John Gradek, expert en aviation et chargé de cours à l'Université McGill, estime que Transat aurait besoin de 100 millions de dollars supplémentaires pour éponger les suppléments en carburant. Sans entente avec le fédéral, la pérennité de l'entreprise serait fragilisée, prévient-il.
Transat n'est pas seule dans la tempête. Sur le marché nord-américain, les bénéfices des grands transporteurs devraient être amputés de 3 milliards cette année, selon l'Association du transport aérien international. Mais la compagnie à l'étoile bleue a une marge de manœuvre beaucoup plus mince que ses rivaux, avec une dette à long terme de 320 millions de dollars au 30 avril dernier.
Une question de survie pour le modèle québécois?
Au-delà des chiffres, c'est toute une question de souveraineté économique qui se pose. Transat, c'est une entreprise montréalaise, un fleuron de l'industrie touristique québécoise, un employeur majeur. Son sort est entre les mains d'Ottawa, et les Québécois ont tout intérêt à suivre ce dossier de près.
Car si Transat tombe, c'est un morceau de notre identité économique qui s'envole. Et on peut se demander si le fédéral, qui a déjà laissé tomber d'autres fleurons québécois, sera cette fois au rendez-vous.

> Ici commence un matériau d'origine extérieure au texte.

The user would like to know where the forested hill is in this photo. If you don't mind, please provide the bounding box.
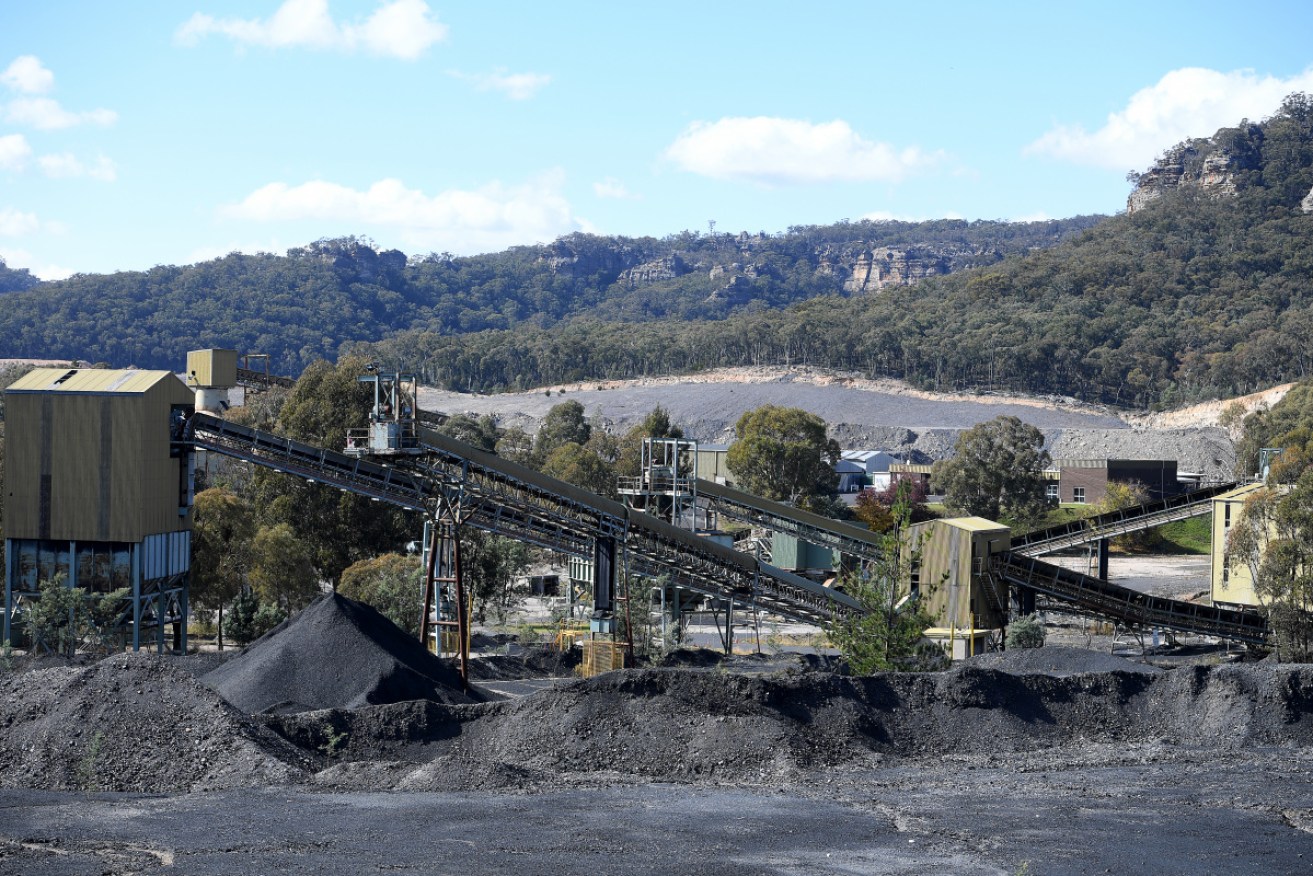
[357,94,1313,410]
[0,216,1100,374]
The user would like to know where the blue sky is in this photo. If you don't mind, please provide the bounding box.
[2,0,1312,280]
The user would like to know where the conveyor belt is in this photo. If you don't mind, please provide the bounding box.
[1010,482,1237,556]
[696,478,886,564]
[187,413,862,626]
[991,551,1267,644]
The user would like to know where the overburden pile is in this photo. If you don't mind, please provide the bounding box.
[202,592,474,715]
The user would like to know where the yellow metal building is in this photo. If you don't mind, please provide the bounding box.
[906,517,1011,659]
[3,367,196,651]
[1210,482,1269,609]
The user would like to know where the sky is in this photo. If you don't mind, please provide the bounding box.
[2,0,1313,281]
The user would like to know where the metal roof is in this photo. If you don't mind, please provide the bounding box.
[939,516,1010,532]
[1213,482,1269,503]
[6,368,185,395]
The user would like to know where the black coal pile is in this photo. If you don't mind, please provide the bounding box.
[960,644,1164,677]
[203,592,474,715]
[466,645,581,681]
[0,653,310,792]
[307,654,1313,792]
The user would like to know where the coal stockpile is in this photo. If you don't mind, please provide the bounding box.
[304,658,1313,793]
[202,592,474,715]
[0,653,310,792]
[960,644,1165,677]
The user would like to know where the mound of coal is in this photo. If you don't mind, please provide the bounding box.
[466,645,581,681]
[203,593,473,715]
[960,645,1164,677]
[0,653,310,792]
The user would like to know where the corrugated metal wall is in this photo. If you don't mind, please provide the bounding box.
[4,372,194,543]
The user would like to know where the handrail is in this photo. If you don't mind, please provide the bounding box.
[991,551,1266,644]
[1010,482,1238,555]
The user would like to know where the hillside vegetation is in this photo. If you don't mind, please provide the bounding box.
[1,96,1310,411]
[0,219,1097,377]
[360,94,1313,407]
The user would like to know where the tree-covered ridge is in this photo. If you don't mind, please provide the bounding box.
[0,257,39,293]
[0,216,1101,375]
[360,95,1313,408]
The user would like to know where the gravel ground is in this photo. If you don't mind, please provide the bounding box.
[418,367,1238,479]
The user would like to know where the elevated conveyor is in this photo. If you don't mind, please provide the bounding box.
[991,551,1267,644]
[696,478,886,565]
[187,413,863,626]
[1009,482,1237,556]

FAQ: Ce qu'il faut savoir sur la situation de Transat
Pourquoi Transat a-t-elle besoin d'aide financière?
La flambée des prix du carburant d'aéronef, causée par la guerre en Iran et la paralysie du détroit d'Ormuz, a ajouté 175 millions de dollars en coûts pour Transat depuis le début du choc énergétique. Le programme d'aide fédéral de 150 millions s'avère insuffisant.

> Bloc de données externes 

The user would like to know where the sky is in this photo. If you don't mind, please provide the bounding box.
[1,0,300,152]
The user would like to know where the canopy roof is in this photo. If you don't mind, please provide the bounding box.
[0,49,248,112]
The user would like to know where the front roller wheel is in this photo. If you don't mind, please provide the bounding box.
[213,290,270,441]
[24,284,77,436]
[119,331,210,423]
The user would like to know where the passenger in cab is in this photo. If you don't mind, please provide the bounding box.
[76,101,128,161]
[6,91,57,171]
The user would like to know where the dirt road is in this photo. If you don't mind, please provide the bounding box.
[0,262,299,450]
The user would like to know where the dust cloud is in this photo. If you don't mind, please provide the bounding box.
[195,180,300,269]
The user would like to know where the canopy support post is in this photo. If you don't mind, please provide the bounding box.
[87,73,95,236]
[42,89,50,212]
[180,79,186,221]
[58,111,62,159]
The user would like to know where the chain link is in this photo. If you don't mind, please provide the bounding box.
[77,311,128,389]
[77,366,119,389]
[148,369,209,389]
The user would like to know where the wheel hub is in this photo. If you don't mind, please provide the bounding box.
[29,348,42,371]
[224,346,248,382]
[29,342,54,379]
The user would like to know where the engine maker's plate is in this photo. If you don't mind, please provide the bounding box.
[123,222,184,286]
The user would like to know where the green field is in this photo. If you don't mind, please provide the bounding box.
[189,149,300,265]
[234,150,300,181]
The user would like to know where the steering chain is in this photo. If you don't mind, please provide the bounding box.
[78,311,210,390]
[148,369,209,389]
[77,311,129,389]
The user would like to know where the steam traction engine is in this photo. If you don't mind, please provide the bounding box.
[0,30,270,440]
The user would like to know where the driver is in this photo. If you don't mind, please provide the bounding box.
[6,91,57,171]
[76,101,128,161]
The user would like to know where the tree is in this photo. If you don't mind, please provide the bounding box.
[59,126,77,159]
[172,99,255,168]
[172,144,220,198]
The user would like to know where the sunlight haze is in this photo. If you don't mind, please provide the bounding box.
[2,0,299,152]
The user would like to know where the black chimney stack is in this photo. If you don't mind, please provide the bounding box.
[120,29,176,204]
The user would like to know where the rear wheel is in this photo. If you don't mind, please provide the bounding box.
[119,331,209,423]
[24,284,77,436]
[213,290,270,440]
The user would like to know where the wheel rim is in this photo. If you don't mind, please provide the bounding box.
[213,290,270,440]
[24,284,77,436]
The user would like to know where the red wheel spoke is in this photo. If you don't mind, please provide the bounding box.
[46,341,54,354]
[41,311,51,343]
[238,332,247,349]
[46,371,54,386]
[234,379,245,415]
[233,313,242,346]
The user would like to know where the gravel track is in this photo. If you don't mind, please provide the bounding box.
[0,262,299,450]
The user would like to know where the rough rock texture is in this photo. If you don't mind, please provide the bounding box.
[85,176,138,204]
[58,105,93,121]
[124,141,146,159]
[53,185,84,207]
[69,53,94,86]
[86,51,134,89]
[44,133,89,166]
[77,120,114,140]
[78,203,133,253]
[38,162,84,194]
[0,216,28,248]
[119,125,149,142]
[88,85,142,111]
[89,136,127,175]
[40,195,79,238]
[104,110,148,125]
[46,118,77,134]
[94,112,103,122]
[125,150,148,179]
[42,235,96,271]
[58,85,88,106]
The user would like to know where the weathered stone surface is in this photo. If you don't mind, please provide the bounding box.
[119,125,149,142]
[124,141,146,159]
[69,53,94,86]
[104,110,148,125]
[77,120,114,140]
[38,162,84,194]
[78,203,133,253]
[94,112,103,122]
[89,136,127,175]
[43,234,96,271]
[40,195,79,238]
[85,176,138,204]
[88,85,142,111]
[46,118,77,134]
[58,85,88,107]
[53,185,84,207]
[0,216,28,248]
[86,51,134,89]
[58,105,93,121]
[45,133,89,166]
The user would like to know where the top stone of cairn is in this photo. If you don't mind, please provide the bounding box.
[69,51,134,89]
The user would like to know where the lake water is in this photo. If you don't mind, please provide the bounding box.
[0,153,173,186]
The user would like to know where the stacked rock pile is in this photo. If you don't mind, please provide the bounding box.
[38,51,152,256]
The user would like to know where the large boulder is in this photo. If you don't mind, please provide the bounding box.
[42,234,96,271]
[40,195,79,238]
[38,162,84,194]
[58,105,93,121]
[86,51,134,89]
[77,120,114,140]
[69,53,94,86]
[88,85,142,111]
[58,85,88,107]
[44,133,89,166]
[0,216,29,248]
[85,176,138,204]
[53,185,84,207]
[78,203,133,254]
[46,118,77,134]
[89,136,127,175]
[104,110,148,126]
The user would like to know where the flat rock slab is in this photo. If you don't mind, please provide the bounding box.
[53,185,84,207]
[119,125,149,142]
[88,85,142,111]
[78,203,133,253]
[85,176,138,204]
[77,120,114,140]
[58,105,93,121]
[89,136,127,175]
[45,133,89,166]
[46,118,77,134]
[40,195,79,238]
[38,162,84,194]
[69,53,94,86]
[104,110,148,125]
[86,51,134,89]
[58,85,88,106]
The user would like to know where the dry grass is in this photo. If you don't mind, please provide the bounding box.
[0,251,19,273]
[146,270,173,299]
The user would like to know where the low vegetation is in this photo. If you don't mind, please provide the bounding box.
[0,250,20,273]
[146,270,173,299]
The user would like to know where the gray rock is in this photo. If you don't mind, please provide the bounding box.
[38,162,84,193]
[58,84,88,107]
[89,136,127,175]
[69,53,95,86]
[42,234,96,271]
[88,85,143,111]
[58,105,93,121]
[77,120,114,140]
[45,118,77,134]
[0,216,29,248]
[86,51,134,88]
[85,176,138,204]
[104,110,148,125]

Quand saurons-nous si Transat survivra?
L'entreprise présentera ses résultats du troisième trimestre le 10 septembre prochain. Les analystes s'attendent à ce qu'elle doive alors émettre un avertissement sur sa pérennité financière si aucune entente n'est conclue avec Ottawa.
Quelle est la marge de manœuvre financière de Transat?
La dette à long terme de l'entreprise s'élevait à 320 millions de dollars au 30 avril dernier, ce qui lui laisse peu de flexibilité comparativement à ses concurrents nord-américains.